YuukiImazu

顔のない眼のYuukiImazuのレビュー・感想・評価

顔のない眼(1959年製作の映画)
3.7
病院や外科手術を取り入れたホラーとして、本作は元祖らしい。59年の古い作品ながら、女性の顔面にメスを入れ、皮膚と内側の接着面を削ぎながら、顔を剥ぎ取る場面のクオリティの高さには驚かされる。なかなかに過激なスプラッター描写やサイコスリラーのテイストには素直に恐ろしさを覚える内容やね。
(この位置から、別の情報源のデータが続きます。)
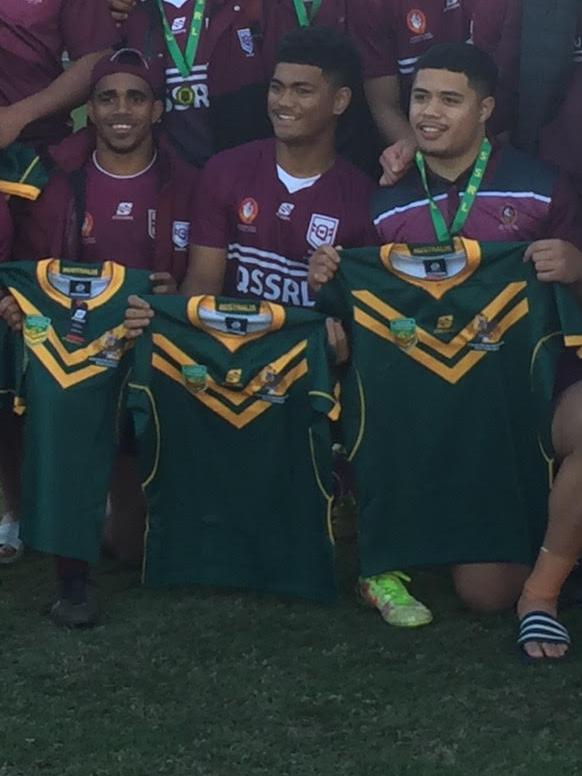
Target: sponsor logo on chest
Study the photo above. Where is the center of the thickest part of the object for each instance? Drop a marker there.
(181, 234)
(179, 25)
(124, 212)
(246, 41)
(322, 230)
(247, 214)
(285, 210)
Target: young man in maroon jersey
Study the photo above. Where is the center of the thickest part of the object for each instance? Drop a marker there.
(254, 230)
(35, 99)
(35, 94)
(119, 193)
(518, 199)
(494, 26)
(213, 70)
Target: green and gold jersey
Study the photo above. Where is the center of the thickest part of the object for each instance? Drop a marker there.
(231, 403)
(449, 399)
(72, 365)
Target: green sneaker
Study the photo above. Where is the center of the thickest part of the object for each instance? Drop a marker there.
(388, 594)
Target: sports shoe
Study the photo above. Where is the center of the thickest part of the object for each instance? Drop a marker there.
(388, 594)
(76, 606)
ところが、映画の印象として先行するのは、切なく美しいホラーってところ。『愛が人を盲目にする』、という言葉はよく聞く。まさに本作はそれで、『絶望の中で苦しむ娘を救ってやりたい』、という親心が倫理や道徳から逸脱した行為に人を走らせる。普遍的な愛が、本作の恐ろしい行動原理として如実に表されてるので、全肯定できないまでも憐れみを感じちゃいますねぇ。

光と影のコントラストや間の使い方がゴシック的な雰囲気を醸し出し、不気味さと美しさが混在する映像には心酔しちまう。世間から隔絶されていた女の子が外の世界を彷徨い歩く姿は幻想的で、まるで不思議の国に迷い込んだアリスのよう。この終盤のシークエンスが、本作の切なさや美しさを決定づけますね。